B.2 Many changes in the climate system become larger in direct relation to increasing global warming. They include increases in the frequency and intensity of hot extremes, marine heatwaves, and heavy precipitation, agricultural and ecological droughts in some regions, and proportion of intense tropical cyclones, as well as reductions in Arctic sea ice, snow cover and permafrost.

B.3 Continued global warming is projected to further intensify the global water cycle, including its variability, global monsoon precipitation and the severity of wet and dry events.

B.4 Under scenarios with increasing CO2 emissions, the ocean and land carbon sinks are projected to be less effective at slowing the accumulation of CO2 in the atmosphere.

B.5 Many changes due to past and future greenhouse gas emissions are irreversible for centuries to millennia, especially changes in the ocean, ice sheets and global sea level.

C. Climate Information for Risk Assessment and Regional Adaptation

C.1 Natural drivers and internal variability will modulate human-caused changes, especially at regional scales and in the near term, with little effect on centennial global warming. These modulations are important to consider in planning for the full range of possible changes.

C.2 With further global warming, every region is projected to increasingly experience concurrent and multiple changes in climatic impact-drivers.

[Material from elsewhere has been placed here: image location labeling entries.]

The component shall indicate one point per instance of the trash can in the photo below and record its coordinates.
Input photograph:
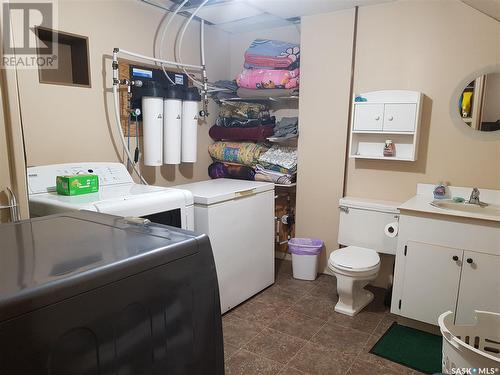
(305, 253)
(470, 347)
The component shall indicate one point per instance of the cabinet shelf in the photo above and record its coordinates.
(386, 115)
(388, 132)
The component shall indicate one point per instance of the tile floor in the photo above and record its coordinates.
(291, 329)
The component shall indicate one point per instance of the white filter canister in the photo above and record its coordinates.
(190, 111)
(152, 123)
(172, 125)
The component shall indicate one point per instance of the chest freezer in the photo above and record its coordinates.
(89, 293)
(238, 217)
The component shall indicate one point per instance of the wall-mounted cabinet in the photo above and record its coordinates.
(385, 115)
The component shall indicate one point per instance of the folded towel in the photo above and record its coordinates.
(282, 156)
(243, 110)
(246, 153)
(265, 94)
(268, 79)
(231, 122)
(256, 133)
(272, 54)
(240, 172)
(262, 174)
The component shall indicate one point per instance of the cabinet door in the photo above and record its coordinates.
(400, 117)
(431, 280)
(368, 117)
(479, 286)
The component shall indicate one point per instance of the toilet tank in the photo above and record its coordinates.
(363, 221)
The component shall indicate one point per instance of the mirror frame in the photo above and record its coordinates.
(454, 113)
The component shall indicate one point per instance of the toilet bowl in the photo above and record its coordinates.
(354, 267)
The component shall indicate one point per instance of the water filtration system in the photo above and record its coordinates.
(152, 123)
(177, 141)
(189, 133)
(170, 126)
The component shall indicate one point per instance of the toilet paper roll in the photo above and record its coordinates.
(391, 229)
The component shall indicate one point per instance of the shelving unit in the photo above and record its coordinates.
(384, 115)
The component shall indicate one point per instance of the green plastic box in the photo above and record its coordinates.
(77, 184)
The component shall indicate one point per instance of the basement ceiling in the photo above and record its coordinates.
(489, 7)
(238, 16)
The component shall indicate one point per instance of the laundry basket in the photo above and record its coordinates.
(305, 253)
(471, 347)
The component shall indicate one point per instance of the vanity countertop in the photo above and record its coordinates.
(421, 203)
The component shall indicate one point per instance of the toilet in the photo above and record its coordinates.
(362, 232)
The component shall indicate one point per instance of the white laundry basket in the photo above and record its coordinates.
(305, 253)
(471, 347)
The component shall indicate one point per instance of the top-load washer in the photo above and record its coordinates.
(117, 195)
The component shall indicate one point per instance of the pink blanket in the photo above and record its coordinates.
(268, 79)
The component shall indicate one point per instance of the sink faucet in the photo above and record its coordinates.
(474, 198)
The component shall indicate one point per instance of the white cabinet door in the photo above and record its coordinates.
(431, 280)
(479, 286)
(400, 117)
(368, 117)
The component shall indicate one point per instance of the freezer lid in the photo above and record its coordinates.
(46, 260)
(224, 189)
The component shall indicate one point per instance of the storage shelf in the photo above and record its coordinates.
(382, 132)
(377, 157)
(286, 185)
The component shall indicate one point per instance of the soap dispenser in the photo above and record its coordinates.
(440, 191)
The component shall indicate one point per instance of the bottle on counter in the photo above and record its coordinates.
(389, 148)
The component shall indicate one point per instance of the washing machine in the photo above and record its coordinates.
(118, 195)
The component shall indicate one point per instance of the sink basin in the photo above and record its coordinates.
(490, 211)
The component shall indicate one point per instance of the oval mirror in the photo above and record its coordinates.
(479, 103)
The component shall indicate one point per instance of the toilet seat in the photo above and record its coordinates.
(353, 259)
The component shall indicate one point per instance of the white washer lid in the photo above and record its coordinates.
(355, 258)
(224, 189)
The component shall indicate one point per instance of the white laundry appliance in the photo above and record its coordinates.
(118, 195)
(238, 217)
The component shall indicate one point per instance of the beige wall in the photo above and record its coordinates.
(71, 124)
(326, 55)
(428, 46)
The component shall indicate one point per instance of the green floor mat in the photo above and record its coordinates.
(410, 347)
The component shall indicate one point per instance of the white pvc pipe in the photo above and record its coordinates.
(164, 33)
(181, 38)
(116, 105)
(166, 62)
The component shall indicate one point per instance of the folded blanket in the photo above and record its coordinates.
(244, 111)
(262, 174)
(272, 54)
(245, 153)
(282, 156)
(231, 122)
(268, 79)
(256, 133)
(287, 126)
(240, 172)
(265, 94)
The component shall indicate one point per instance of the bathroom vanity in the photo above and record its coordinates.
(448, 256)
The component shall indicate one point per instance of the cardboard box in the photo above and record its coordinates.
(77, 184)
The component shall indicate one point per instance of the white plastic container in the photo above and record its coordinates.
(305, 267)
(470, 347)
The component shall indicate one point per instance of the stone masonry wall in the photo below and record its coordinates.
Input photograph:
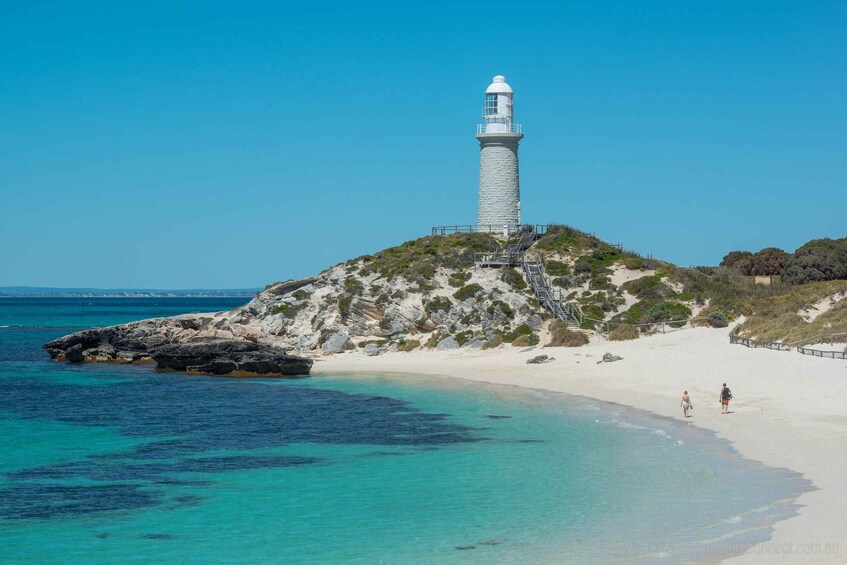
(499, 189)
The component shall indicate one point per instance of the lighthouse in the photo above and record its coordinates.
(499, 188)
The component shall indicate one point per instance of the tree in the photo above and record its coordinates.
(741, 261)
(769, 262)
(818, 260)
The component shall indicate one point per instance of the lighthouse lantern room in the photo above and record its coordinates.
(499, 187)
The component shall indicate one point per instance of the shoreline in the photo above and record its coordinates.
(788, 410)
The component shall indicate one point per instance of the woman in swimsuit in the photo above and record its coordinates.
(686, 403)
(724, 397)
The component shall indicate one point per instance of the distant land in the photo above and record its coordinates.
(44, 291)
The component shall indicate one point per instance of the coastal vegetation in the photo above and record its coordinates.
(427, 293)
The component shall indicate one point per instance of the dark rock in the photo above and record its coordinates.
(609, 358)
(176, 346)
(229, 357)
(74, 354)
(539, 359)
(102, 345)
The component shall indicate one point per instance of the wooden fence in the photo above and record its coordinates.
(791, 346)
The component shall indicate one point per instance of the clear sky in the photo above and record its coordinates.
(232, 144)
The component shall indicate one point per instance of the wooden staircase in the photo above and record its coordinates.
(551, 300)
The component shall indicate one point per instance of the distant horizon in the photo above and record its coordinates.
(224, 145)
(250, 289)
(49, 291)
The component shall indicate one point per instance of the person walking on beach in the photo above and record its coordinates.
(725, 397)
(686, 403)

Changes in several climatic impact-drivers would be more widespread at 2°C compared to 1.5°C global warming and even more widespread and/or pronounced for higher warming levels.

C.3 Low-likelihood outcomes, such as ice sheet collapse, abrupt ocean circulation changes, some compound extreme events and warming substantially larger than the assessed very likely range of future warming cannot be ruled out and are part of risk assessment.

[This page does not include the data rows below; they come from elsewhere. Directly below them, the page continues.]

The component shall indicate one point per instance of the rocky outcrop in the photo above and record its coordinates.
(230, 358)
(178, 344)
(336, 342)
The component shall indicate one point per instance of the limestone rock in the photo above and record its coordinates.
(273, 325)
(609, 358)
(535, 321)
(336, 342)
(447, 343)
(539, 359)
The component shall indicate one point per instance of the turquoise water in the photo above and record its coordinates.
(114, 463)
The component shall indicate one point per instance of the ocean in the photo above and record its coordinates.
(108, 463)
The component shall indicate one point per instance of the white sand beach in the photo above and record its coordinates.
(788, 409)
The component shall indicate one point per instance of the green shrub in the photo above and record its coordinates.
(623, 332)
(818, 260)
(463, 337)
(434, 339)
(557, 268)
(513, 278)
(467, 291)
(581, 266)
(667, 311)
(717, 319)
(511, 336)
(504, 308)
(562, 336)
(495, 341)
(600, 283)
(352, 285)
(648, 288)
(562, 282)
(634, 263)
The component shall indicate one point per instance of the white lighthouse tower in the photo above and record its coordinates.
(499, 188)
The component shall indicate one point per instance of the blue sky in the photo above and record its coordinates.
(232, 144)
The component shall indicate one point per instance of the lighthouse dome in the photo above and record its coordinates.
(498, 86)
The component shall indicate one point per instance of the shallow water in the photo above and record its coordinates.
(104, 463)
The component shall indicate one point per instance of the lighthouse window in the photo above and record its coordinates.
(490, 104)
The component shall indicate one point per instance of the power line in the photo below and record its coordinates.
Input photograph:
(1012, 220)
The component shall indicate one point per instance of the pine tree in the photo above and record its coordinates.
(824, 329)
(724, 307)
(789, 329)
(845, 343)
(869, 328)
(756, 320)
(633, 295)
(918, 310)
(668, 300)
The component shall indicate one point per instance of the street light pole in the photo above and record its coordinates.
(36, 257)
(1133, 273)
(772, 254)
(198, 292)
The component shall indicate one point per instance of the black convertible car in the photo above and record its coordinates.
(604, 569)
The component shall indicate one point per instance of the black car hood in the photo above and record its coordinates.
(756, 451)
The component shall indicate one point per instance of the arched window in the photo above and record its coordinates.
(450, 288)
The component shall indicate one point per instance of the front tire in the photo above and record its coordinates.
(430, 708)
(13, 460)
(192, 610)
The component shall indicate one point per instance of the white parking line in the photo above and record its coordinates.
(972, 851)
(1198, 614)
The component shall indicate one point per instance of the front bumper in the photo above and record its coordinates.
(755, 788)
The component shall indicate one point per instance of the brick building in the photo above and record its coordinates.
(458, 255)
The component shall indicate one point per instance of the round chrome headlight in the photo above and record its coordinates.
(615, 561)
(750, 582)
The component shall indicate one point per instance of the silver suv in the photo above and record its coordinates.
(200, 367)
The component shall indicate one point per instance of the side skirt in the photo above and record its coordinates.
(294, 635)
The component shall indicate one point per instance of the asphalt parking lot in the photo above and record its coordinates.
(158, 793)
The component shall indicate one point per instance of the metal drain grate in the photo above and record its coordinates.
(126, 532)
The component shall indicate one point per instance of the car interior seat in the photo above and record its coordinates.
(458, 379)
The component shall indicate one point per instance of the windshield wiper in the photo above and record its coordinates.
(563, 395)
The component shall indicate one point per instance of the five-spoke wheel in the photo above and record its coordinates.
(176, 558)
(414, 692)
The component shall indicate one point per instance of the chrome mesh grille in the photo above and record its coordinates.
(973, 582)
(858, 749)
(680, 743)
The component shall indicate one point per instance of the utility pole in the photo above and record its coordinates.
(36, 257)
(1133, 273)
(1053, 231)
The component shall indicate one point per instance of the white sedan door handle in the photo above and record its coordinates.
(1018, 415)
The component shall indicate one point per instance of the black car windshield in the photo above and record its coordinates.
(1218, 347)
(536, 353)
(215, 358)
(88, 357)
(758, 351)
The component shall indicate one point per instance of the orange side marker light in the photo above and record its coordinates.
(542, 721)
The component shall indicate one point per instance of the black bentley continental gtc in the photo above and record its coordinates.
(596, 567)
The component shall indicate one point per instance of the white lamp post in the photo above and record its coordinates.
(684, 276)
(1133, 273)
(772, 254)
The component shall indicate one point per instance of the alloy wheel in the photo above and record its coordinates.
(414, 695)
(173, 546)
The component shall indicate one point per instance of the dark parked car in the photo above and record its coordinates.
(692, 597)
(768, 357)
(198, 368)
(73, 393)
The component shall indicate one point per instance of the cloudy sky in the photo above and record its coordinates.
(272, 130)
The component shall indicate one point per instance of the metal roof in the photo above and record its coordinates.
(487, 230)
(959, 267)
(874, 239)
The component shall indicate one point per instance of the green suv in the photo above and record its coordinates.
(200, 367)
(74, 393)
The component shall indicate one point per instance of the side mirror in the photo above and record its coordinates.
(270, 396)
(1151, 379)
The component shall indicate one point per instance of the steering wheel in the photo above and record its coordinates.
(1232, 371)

D. Limiting Future Climate Change

D.1 From a physical science perspective, limiting human-induced global warming to a specific level requires limiting cumulative CO2 emissions, reaching at least net zero CO2 emissions, along with strong reductions in other greenhouse gas emissions. Strong, rapid and sustained reductions in CH4 emissions would also limit the warming effect resulting from declining aerosol pollution and would improve air quality.

D.2 Scenarios with low or very low greenhouse gas (GHG) emissions (SSP1-1.9 and SSP1- 2.6) lead within years to discernible effects on greenhouse gas and aerosol concentrations, and air quality, relative to high and very high GHG emissions scenarios (SSP3-7.0 or SSP5-8.5). Under these contrasting scenarios, discernible differences in trends of global surface temperature would begin to emerge from natural variability within around 20 years, and over longer time periods for many other climatic impact-drivers (high confidence).